Confcommercio, spesa: contrazione più forte degli ultimi 50 anni

La crisi economica ha riportato il nostro Paese indietro di oltre 10 anni sotto tutti i punti di vista: Pil in calo, consumi in forte contrazione, potere d’acquisto ai minimi storici. Nel 2013 non si arresta la carrellata di dati che fotografano tutto questo. Gli ultimi sono quelli che emergono dall’aggiornamento del “Rapporto Consumi 2012” realizzato dall’Ufficio Studi Confcommercio secondo cui la spesa delle famiglie italiane ha subito la contrazione più forte degli ultimi 50 anni.

La modesta ripresa del 2010, dopo il biennio recessivo 2008-09, si è esaurita nei primi 3 mesi del 2011; dopodiché è subentrata una nuova fase recessiva contrassegnata da flessioni congiunturali del Pil reale per 5 trimestri consecutivi.

Nel 2012 il Pil italiano è diminuito del 2,1% e per il 2013 è attesa una flessione dello 0,8%.Questo riporta indietro l’Italia di oltre 10 anni, sui livelli produttivi del 2001. La caduta della domanda interna è stata particolarmente pesante ed ha implicato, a sua volta, una flessione altrettanto consistente delle importazioni (-8,0%).
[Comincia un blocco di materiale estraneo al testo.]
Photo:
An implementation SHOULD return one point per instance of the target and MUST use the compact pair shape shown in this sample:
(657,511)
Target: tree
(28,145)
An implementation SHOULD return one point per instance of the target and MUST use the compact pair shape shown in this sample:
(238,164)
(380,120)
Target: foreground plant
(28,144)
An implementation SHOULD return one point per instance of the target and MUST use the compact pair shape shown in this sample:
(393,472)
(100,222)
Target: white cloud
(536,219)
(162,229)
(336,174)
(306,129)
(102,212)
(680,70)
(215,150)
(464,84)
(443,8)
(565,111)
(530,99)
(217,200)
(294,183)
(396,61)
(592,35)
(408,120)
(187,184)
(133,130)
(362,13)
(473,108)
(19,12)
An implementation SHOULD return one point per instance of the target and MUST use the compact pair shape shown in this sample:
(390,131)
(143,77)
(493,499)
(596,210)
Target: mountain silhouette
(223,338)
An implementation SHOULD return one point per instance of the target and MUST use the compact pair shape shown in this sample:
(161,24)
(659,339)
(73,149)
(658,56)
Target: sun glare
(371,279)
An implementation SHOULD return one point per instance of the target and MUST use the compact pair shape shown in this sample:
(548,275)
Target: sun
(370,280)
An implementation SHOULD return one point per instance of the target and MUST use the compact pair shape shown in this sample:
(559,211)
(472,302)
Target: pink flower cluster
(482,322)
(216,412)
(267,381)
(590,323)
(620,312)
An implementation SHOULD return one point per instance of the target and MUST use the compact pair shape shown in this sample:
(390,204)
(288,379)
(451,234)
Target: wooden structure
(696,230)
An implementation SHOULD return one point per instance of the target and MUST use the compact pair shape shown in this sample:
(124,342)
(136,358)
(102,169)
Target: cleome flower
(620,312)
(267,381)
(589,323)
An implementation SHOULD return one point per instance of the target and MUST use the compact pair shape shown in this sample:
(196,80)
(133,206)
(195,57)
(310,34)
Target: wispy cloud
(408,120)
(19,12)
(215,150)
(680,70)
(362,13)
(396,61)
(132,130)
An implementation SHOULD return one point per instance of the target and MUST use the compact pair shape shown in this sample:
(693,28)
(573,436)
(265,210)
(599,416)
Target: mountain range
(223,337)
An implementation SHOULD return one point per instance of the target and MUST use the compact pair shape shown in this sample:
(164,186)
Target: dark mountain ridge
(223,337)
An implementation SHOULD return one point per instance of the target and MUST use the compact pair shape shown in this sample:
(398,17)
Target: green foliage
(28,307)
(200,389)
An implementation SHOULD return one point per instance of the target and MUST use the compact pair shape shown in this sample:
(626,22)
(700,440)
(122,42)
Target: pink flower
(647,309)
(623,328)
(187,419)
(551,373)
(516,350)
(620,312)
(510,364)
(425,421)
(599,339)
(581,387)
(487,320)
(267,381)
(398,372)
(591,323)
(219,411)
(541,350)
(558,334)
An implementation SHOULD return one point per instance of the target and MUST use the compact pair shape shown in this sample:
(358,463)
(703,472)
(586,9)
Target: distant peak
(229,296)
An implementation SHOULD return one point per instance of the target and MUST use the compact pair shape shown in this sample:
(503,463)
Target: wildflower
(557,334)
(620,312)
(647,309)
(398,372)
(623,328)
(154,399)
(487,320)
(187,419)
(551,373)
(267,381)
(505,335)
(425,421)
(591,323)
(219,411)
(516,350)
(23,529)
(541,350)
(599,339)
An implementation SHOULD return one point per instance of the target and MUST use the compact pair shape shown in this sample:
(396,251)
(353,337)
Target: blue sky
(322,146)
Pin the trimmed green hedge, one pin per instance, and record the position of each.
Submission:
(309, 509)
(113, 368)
La spesa delle famiglie ha subito una contrazione del 4,0%, un dato peggiore (piu che doppio) non solo del decremento registratosi nel 2009, ma anche di quello del 1993  (-3,0%), tutto determinato anch’esso dalla domanda interna. Si tratta della contrazione della spesa delle famiglie in termini reali più consistente degli ultimi 50 anni.

In termini pro capite, la flessione della spesa reale è di circa il -4,4%, un fenomeno del tutto nuovo e inatteso per l’Italia. Il peggioramento registrato nel corso del 2012 sul versante dei consumi, rispetto alle stime iniziali, ha determinato una revisione al ribasso anche delle previsioni per il 2013 (-1%). Nell’anno che si è appena concluso, tutte le principali voci di consumo, in termini pro capite, hanno mostrato un segno meno, con un picco per il comparto mobilità e comunicazioni (-7,3%) e per viaggi e vacanze (-6,3%); analoghe performance, seppur di minore intensità, si registreranno nel 2013.

Anche allargando l’analisi agli ultimi 20 anni, l’andamento della spesa per abitante, in termini di quantità, registra, nel complesso, un incremento estremamente contenuto pari ad un tasso medio annuo di appena lo 0,5%; guardando alle singole voci di consumo, tuttavia, i beni acquistati sotto forma di tecnologia, come Tv, elettronica di consumo, telefonia risultano quadruplicati dal 1992 ad oggi, il consumo di beni/servizi per la salute si è accresciuto del 67%, i pasti al ristorante del 27%; in calo l’alimentazione domestica (-5%), abbigliamento e calzature (-8%); insomma, in un quadro di generale e prolungata stagnazione della domanda interna, si assiste ad una ricomposizione delle abitudini di consumo di un Paese che invecchia e che consuma sempre meno beni e servizi primari ma che non vuole rinunciare al tempo libero e alla tecnologia.

Per il Codacons questi dati dimostrano due cose: la prima è che gli italiani sono nel baratro, la seconda è che le troppe tasse hanno finito e finiranno per essere controproducenti persino ai fini del risanamento dei conti pubblici. “Non a caso il crollo dei consumi ha già determinato negli undici mesi del 2012 un calo del gettito Iva dell’1,8% rispetto all’analogo periodo del 2011. Una diminuzione di ben 1,818 miliardi. Ecco perché la priorità del prossimo Governo deve essere quella di scongiurare l’aumento dell’Iva previsto per luglio che avrebbe effetti nefasti sui consumi e farebbe riaccendere l’inflazione ora in calo – scrive il Codacons – Una stangata, quella dell’Iva dal 21 al 22%, che per una famiglia di 3 persone sarebbe pari, in assenza di arrotondamenti, a 209 euro su base annua (ossia a regime, nel 2014), ossia ad un importo superiore alla stima dell’Imu sulla prima casa che il dipartimento Finanze aveva previsto a proprietario e pari a 194 euro medi (235 euro ad immobile)”.